Der Ritterschlag erfolgte im Frühjahr 2020, als China einen nationalen Standard für das induktive Laden für Elektroautos vorlegte, der zu einem großen Teil auf der Technologie von WiTricity basiert.
Das MAHLE-System
Der Stuttgarter Konzern MAHLE entwickelte ein Verfahren, mit dem ein E-Auto perfekt über der Bodenplatte zum Laden positioniert werden kann. Es lässt sich beispielsweise in Garagen oder Parkhäusern einsetzen. Dabei werden über eine Funkverbindung zwischen Auto und Ladepunkt die Navigationsdaten für das Einparken ausgetauscht. Die Partner waren hier Siemens und WiTricity.
Das amerikanische Normungsinstitut SAE International (mit dem Deutschen Institut für Normung, DIN, vergleichbar) wählte das Verfahren kürzlich als globale Standardlösung für induktives Laden aus. Dies sollte die Verbreitung des Verfahrens beschleunigen. Außerdem wird bereits mit Autoherstellern zusammengearbeitet.
Fazit: Wann kommt das induktive Laden für E-Autos?
Bis Sie Ihr E-Auto auf dem Supermarktplatz, an der roten Ampel oder auf der Autobahn induktiv laden können, wird es wohl noch einige Jahre dauern. Wahrscheinlicher ist, dass die Technik zunächst bei Taxis und Elektrobussen zum Einsatz kommen.

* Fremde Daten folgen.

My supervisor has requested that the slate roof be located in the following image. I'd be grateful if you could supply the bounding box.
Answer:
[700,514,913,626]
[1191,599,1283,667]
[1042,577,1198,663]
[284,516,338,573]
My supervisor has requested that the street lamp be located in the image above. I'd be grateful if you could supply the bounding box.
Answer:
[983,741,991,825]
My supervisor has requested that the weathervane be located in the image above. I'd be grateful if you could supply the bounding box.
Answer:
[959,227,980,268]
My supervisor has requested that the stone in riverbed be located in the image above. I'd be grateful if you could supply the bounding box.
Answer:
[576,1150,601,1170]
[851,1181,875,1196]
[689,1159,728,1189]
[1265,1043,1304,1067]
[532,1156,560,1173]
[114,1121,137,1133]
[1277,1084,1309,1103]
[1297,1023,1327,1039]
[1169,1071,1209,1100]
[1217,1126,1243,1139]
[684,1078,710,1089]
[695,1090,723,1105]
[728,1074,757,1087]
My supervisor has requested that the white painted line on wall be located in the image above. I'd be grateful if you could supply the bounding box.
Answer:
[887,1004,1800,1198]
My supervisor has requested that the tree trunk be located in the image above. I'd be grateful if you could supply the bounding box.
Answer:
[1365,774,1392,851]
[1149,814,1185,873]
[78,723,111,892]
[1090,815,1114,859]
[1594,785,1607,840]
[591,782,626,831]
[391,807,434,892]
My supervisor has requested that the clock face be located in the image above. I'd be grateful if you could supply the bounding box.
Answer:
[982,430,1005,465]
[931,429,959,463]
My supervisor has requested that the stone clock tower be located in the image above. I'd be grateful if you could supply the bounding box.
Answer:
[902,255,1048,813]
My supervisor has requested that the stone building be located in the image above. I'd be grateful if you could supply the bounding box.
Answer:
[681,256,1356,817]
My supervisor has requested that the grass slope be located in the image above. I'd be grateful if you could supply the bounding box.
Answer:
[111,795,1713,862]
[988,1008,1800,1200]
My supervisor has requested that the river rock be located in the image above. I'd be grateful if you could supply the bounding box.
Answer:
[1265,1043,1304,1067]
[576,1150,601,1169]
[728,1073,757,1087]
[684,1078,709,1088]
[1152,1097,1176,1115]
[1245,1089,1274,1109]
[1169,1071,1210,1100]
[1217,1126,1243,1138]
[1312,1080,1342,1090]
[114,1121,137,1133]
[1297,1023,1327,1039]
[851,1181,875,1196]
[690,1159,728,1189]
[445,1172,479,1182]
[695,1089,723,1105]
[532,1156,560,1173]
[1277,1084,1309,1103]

Auch Elektro-Lkws, die während der langen Fahrten bei Bedarf Strom aufladen, sind ein wahrscheinliches Szenario.
Fachleute gehen davon aus, dass das induktive Laden zumindest bei E-Autos in der Oberklasse in den nächsten Jahren Einzug halten könnte. Diese Annahme wird dadurch bestärkt, dass mit dem MAHLE-System aktuell daran gearbeitet wird, standardisierte Verfahren zu etablieren. Dies sollte die Verbreitung beschleunigen.
Die Vorteile der Technologie liegen jedenfalls auf der Hand: kleinere Batterien, unendliche Reichweite und eine echte Zeitersparnis aufgrund weniger Boxenstopps bei längeren Touren.